I assume $a,b > 0$. With the change of variables $x = a t$ this becomes
$$ \dfrac{b}{\pi a} \int_0^1 e^{i \pi a^2 t^2/b} \dfrac{\sin(\pi a^2 t/b)}{t}\; dt$$ Taking $\theta = \pi a^2/b$, we need to compute
$$ f(\theta) = \int_0^1 e^{i\theta t^2} \dfrac{\sin(\theta t)}{t} \; dt$$
Of course $f(0) = 0$, and
$$ f'(\theta) = i \int_0^1 e^{i\theta t^2} \sin(\theta t)\;t\; dt +
\int_0^1 e^{i\theta t^2} \cos(\theta t)\; dt $$
which can be expressed as a rather messy closed-form expression: according to Maple
$$ \left( \dfrac{1+i}{16} \right) {{ \left( \sqrt {2\pi }{{\rm e}^{-i
\theta/4}}{\rm erf} \left( \left( \dfrac{3-3i}{4} \right) \sqrt {2\theta}
\right)\theta^{-1/2}-2i{{\rm e}^{2\,i\theta}}\theta^{-1}+
\sqrt {2\pi }{{\rm e}^{-i\theta/4}}{\rm erf} \left( \left(\dfrac{1-i}{4}\right) \sqrt {2\theta}\right)\theta^{-1/2}-2{{\rm e}^{2\,i\theta}}
\theta^{-1} +(2+2i)\theta^{-1} \right) }}
$$
I doubt that there is a closed-form antiderivative for this.
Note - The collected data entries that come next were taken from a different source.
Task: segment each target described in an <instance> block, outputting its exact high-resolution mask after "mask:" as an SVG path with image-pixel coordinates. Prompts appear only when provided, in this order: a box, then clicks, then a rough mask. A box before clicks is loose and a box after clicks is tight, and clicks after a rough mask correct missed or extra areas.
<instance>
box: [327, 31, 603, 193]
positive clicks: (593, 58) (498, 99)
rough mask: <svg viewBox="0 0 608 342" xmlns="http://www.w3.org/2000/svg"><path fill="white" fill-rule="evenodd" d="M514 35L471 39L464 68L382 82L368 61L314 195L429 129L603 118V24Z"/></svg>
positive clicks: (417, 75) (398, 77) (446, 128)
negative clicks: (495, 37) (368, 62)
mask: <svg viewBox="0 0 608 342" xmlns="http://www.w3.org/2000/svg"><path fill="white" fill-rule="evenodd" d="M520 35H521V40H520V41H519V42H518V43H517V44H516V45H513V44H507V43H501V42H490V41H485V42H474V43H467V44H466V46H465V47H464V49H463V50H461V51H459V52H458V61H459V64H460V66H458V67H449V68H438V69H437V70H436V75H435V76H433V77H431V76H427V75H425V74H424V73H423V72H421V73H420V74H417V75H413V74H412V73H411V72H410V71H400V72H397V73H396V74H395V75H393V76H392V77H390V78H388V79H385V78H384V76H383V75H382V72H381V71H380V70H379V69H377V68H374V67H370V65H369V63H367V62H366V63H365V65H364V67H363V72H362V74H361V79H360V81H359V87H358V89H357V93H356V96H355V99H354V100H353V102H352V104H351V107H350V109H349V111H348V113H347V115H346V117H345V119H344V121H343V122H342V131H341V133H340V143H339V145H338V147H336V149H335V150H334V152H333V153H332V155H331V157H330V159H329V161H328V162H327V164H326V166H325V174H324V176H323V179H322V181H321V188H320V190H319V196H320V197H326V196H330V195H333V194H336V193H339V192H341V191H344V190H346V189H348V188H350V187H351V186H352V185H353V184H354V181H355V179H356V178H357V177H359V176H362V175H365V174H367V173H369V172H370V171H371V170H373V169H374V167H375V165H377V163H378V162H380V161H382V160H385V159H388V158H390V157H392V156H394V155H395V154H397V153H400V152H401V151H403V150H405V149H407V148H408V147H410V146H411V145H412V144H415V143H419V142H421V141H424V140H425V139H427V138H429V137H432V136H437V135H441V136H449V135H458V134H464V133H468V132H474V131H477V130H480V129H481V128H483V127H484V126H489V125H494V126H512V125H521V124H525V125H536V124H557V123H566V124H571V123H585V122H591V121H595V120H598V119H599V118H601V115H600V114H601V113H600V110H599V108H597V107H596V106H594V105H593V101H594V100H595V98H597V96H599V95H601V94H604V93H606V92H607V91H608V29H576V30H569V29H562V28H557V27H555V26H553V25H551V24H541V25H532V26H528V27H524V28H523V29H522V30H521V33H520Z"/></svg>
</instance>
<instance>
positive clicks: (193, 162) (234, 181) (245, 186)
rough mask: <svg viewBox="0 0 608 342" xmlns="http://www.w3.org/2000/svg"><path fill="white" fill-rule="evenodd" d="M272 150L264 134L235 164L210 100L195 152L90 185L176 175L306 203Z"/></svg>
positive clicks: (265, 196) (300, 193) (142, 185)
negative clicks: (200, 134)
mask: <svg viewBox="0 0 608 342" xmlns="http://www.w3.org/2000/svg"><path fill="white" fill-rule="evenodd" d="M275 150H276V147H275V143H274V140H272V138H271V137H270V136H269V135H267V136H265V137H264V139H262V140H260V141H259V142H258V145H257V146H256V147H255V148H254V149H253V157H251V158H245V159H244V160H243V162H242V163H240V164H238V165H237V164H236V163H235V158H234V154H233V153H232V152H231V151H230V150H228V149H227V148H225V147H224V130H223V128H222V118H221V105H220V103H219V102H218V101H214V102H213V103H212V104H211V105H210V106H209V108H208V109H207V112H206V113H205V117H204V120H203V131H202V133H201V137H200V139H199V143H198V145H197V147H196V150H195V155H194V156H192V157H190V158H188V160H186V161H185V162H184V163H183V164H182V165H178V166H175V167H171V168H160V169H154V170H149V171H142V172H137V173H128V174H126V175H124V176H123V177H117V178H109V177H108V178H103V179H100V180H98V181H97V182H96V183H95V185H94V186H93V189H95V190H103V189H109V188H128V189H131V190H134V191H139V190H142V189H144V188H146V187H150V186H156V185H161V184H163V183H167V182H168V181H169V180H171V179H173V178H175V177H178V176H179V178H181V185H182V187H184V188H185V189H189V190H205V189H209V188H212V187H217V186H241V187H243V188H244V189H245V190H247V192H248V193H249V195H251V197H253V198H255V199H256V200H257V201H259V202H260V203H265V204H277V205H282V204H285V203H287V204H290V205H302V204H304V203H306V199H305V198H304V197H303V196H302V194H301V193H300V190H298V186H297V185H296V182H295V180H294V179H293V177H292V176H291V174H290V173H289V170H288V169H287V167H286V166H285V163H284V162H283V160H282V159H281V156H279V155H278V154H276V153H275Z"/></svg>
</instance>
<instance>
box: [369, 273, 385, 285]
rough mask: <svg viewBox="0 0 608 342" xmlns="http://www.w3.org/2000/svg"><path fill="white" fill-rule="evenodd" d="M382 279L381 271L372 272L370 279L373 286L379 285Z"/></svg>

We can also expand $f(\theta)$ in a Maclaurin series
$$f(\theta) = \sum_{n=1}^\infty a_n \theta^n$$
where
$$ a_n = i^{n-1} \sum _{k=0}^{\left\lfloor (n-1)/2\right\rfloor}{\frac {1}{
\left( n-2\,k-1 \right) !\, \left( 2\,k+1 \right) !\, \left( 2\,n-2\,
k-1 \right) }}
$$
can be expressed in terms of hypergeometric functions.